The (second) biggest reason I knew this word, this color, so well was because I recognized it on my father's head. I don't really have memory of my father without silver hair. When I was very young, he was salt & pepper but with each passing year it was much more salt than pepper. For the majority of my life, I knew I had 'my Dad's hair'. People would tell me how lucky I was when they would discuss my thick, naturally curly hair. Well, not a week after my 18th birthday, I got another taste of 'my Dad's hair' when I found my first. gray. hair. I plucked that sucker out and marched right up to him.
I waved the strand in his face and yelled, "DO YOU SEE THIS?!"
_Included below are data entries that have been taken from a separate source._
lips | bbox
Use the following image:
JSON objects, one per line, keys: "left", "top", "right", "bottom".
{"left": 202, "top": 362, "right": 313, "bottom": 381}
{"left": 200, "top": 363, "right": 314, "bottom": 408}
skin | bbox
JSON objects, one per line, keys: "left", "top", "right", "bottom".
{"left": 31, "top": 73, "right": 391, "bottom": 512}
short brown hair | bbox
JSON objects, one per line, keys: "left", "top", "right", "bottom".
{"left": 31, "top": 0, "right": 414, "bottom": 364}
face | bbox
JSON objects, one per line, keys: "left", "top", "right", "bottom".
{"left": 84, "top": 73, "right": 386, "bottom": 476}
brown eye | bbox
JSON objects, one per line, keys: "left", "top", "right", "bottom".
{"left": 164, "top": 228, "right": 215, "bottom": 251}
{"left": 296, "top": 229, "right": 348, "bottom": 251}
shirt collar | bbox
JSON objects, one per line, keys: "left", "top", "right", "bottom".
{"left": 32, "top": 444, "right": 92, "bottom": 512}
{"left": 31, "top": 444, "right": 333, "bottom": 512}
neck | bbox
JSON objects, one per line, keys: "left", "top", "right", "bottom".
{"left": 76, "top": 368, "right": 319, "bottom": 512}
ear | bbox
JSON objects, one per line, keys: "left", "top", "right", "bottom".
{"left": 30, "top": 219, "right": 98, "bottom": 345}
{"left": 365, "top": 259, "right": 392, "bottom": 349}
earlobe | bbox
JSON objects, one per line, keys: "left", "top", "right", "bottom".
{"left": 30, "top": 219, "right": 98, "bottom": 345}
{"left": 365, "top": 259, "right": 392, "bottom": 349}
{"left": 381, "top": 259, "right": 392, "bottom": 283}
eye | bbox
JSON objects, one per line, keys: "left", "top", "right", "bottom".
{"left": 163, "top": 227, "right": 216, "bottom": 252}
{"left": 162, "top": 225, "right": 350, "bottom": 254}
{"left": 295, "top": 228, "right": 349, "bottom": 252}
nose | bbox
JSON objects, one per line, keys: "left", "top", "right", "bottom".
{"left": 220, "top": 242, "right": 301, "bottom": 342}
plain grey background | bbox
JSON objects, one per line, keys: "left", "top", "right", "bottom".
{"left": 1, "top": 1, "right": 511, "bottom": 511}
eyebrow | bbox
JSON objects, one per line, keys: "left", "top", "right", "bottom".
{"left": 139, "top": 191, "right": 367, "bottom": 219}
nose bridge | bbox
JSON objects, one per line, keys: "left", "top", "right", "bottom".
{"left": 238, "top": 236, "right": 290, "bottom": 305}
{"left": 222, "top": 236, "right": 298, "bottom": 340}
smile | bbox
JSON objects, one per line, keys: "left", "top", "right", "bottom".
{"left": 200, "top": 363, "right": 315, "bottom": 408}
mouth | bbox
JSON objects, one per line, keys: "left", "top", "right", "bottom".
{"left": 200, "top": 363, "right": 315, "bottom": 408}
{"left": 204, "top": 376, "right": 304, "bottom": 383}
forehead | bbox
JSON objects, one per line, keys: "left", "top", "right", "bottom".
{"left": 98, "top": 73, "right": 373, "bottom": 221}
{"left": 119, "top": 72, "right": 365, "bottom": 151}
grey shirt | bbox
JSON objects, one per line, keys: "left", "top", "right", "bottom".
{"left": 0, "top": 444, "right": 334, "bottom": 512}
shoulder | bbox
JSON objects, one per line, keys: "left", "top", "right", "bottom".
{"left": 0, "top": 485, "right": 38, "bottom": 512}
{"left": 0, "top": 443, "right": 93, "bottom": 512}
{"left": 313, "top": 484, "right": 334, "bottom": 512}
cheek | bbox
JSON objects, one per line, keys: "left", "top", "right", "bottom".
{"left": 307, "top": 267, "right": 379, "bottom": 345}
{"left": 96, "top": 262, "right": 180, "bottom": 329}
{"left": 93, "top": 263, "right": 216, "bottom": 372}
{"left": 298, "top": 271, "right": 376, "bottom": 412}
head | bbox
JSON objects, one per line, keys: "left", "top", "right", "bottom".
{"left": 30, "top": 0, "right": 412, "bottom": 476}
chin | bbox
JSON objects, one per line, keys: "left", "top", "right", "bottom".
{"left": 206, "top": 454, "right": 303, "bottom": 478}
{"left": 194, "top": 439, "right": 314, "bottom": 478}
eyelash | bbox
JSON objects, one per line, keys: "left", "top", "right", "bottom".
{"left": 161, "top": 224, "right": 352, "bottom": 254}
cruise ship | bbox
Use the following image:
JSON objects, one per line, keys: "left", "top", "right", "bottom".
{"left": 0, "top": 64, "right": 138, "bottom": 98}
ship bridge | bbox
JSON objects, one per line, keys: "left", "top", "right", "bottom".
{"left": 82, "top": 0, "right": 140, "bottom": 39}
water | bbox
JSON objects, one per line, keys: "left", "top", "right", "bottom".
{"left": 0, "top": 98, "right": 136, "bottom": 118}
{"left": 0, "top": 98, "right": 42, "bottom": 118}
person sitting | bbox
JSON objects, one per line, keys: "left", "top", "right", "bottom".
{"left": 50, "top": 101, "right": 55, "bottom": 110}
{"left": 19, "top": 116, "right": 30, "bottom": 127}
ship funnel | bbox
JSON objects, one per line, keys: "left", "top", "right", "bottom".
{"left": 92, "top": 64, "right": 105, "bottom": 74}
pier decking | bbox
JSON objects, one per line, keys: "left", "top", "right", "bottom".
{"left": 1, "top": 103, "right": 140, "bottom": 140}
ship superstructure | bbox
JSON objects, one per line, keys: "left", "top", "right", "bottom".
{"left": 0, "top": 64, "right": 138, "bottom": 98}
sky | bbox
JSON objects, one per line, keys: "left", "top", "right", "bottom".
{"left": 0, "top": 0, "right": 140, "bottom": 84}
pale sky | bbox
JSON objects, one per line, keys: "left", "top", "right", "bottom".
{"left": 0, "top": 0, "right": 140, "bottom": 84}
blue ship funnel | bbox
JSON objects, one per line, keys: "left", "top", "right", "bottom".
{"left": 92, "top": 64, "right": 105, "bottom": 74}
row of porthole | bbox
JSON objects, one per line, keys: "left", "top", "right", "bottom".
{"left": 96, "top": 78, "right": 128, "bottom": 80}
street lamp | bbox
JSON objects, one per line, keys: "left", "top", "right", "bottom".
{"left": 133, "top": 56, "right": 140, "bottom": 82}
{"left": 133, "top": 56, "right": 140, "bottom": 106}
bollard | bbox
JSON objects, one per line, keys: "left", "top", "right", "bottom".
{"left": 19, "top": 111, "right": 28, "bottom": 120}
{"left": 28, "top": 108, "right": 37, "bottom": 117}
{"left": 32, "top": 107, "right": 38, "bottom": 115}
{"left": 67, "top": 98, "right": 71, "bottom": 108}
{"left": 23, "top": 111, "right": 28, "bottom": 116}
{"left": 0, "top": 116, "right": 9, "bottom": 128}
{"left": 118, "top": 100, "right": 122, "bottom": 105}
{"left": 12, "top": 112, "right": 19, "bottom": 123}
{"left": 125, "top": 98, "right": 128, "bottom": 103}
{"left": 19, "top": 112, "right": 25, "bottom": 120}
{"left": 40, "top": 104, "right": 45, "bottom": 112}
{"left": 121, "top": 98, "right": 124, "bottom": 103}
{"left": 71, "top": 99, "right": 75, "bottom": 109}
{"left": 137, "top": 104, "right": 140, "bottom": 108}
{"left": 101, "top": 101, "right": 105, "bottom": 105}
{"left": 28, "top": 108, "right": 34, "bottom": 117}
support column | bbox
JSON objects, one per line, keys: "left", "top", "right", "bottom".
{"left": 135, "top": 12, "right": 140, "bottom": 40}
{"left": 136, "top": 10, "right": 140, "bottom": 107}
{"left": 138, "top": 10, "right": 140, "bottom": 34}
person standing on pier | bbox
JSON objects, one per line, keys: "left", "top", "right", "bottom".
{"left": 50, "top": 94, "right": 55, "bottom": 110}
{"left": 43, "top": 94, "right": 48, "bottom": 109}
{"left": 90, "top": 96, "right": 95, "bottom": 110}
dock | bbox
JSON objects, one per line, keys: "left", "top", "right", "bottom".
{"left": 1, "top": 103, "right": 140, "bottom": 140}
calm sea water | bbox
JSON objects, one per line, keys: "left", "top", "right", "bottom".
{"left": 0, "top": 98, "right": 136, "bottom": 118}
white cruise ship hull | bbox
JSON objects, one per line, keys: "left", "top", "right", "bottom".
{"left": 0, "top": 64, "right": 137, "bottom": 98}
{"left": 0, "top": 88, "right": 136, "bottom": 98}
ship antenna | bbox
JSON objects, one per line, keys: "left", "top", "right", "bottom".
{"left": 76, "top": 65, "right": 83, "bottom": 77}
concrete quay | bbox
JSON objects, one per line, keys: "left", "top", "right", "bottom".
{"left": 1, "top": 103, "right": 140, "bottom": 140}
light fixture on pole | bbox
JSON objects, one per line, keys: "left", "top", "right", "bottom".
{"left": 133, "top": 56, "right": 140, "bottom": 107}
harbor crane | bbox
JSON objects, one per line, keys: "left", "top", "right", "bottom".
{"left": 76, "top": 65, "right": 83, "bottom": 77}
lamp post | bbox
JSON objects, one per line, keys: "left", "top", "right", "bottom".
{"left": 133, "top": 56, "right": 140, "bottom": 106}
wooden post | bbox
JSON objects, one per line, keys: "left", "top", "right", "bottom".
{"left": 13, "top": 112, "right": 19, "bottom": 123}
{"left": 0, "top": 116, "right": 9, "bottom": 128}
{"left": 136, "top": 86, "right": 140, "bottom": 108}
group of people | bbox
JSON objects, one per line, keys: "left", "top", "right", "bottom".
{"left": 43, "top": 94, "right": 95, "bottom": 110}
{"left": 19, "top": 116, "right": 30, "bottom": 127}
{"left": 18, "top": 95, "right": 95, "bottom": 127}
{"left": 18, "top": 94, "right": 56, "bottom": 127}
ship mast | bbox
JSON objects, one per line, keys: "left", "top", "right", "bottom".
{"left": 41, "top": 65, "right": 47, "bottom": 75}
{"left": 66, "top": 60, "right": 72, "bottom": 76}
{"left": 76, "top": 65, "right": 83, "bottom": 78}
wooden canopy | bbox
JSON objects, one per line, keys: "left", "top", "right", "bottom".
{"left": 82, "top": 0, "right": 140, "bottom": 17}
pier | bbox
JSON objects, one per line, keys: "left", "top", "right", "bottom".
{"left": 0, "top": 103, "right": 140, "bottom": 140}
And then, he laughed at me. LAUGHED!
Looking back, I think he was laughing because he knew what the next 10 years would hold for me. Lots more where that came from. By 25, I had a noticeable amount of gray and could no longer pluck them out. So, instead, I started to color it.
Now, my hairdresser assured me years ago that my hair is not gray. She insists that gray is flat and dull. My hair is turning silver. And just over three years since the first time I colored it, I have stopped. (Which doesn't mean I won't ever again.)
A lot of people ask me why I don't color it anymore, and it's a funny thing really. A NEW thing for me. All of the sudden, out of nowhere, I decided it doesn't make my hair less pretty. Or make me look old. Or is something I should feel ashamed or embarrassed by. Quite the opposite. It's a part of me. And more importantly, its a part of my Dad, of my Gram, that I get to keep forever.
So, this morning, as I was fixing my hair, I snapped a picture. The 'silver' isn't faithful to the front of my hair anymore. It's started to sprout all over. See?
And I smiled. Because I kind of love my silver hair.